A package format is a type of archive containing computer programs and additional metadata needed by package managers.[1] While the archive file format itself may be unchanged, package formats bear additional metadata, such as a manifest file or certain directory layouts.

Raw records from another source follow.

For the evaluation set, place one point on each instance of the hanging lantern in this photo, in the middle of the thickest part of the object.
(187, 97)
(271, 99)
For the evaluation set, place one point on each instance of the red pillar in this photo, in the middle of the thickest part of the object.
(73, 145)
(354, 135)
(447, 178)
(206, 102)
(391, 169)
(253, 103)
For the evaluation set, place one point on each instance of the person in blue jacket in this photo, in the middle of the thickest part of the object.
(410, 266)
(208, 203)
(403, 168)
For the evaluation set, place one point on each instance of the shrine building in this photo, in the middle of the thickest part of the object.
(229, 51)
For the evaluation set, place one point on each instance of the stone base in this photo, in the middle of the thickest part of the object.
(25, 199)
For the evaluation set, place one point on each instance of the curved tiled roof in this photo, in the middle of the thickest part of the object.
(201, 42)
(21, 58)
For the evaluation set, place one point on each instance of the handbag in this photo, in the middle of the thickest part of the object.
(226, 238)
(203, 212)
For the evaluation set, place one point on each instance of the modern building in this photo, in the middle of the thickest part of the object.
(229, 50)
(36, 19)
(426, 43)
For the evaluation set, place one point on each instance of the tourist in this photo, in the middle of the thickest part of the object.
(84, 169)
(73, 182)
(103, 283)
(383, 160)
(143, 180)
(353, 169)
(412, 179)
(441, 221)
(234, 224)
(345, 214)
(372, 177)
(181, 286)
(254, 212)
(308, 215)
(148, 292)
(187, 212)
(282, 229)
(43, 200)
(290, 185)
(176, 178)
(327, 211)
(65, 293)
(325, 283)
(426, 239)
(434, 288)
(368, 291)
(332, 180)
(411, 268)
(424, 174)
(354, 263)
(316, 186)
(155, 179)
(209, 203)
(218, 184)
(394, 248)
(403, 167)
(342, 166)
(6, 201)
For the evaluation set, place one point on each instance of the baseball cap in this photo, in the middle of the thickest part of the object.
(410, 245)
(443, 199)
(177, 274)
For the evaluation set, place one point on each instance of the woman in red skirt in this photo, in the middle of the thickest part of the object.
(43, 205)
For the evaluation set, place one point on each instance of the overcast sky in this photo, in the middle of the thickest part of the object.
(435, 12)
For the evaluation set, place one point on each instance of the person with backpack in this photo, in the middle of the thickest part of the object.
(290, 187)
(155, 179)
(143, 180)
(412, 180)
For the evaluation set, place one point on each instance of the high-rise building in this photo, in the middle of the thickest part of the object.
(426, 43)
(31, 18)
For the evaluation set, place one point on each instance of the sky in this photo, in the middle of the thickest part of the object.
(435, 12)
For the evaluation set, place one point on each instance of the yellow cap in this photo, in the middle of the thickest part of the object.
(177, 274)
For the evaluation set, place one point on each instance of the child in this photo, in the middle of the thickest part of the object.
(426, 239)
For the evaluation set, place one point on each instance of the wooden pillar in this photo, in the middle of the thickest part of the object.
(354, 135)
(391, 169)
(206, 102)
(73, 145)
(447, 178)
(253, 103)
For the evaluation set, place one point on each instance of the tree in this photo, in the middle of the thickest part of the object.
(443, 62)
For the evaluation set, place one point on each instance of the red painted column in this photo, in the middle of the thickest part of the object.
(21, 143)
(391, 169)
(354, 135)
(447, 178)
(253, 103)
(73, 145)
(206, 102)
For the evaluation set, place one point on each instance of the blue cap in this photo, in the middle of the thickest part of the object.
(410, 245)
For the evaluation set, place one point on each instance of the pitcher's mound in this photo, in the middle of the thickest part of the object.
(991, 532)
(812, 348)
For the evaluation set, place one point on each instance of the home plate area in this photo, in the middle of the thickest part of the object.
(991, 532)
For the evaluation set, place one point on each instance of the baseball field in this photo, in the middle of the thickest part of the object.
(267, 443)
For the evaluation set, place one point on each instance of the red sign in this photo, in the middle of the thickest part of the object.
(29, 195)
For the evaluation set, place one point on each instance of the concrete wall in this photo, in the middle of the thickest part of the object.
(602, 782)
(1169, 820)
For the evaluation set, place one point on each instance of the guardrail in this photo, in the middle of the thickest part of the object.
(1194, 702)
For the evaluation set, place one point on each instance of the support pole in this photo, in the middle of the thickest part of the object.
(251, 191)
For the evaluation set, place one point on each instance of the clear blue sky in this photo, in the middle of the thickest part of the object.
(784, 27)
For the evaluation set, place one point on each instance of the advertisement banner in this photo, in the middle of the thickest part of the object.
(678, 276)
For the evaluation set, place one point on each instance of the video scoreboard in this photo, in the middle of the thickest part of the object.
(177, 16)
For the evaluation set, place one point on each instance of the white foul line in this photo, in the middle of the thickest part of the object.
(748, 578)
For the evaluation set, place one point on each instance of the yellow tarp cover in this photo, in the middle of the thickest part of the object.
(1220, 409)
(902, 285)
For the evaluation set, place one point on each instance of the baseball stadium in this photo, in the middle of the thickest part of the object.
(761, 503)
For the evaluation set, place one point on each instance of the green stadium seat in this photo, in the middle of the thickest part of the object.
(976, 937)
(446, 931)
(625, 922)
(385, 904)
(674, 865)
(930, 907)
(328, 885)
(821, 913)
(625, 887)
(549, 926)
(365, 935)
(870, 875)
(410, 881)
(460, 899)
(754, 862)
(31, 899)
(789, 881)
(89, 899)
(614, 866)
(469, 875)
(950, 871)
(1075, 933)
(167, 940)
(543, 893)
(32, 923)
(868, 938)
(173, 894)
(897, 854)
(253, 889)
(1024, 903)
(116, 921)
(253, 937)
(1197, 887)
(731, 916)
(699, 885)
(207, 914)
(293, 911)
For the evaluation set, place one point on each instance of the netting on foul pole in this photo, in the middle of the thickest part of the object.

Packages may contain either source code or executable files.
Packages may be converted from one type to another with software such as Alien.
Format | Consumed by |
---|---|
AAB | Android |
AIR | Adobe AIR |
APK (Alpine) | Alpine Linux[2] |
APK (Android) | Android |
AppImage | Linux distribution-agnostic. |
APPX and APPXBundle | Windows 8 and later, Windows Phone[3] |
Bottle | Homebrew |
Deb | Debian and its derivatives, such as Ubuntu, Xubuntu, and Linux Mint[4] |
ebuild | Gentoo Linux[5] |
eopkg | Solus[6] |
Flatpak | Linux distribution-agnostic. |
.app, .hap | HarmonyOS, OpenHarmony and GNU Linux based Unity Operating System |
PISI | Pardus |
PKG | macOS, iOS, PlayStation 3, Solaris, SunOS, UNIX System V, Symbian, BeOS, Apple Newton |
.pkg.tar.zst | Arch Linux |
PUP and PET | Puppy Linux (PUP format is deprecated since version 3.0) |
RPM | Red Hat Enterprise Linux, Fedora, derivatives such as CentOS,[7] and SUSE Linux Enterprise Server, openSUSE |
Snap | Linux distribution-agnostic, mainly developed for Ubuntu |
Windows Installer package / MSI | Windows Installer on Microsoft Windows |
Arch Linux's Pacman[8] and Slackware[9] use Tar archives with generic naming but specific internal structures.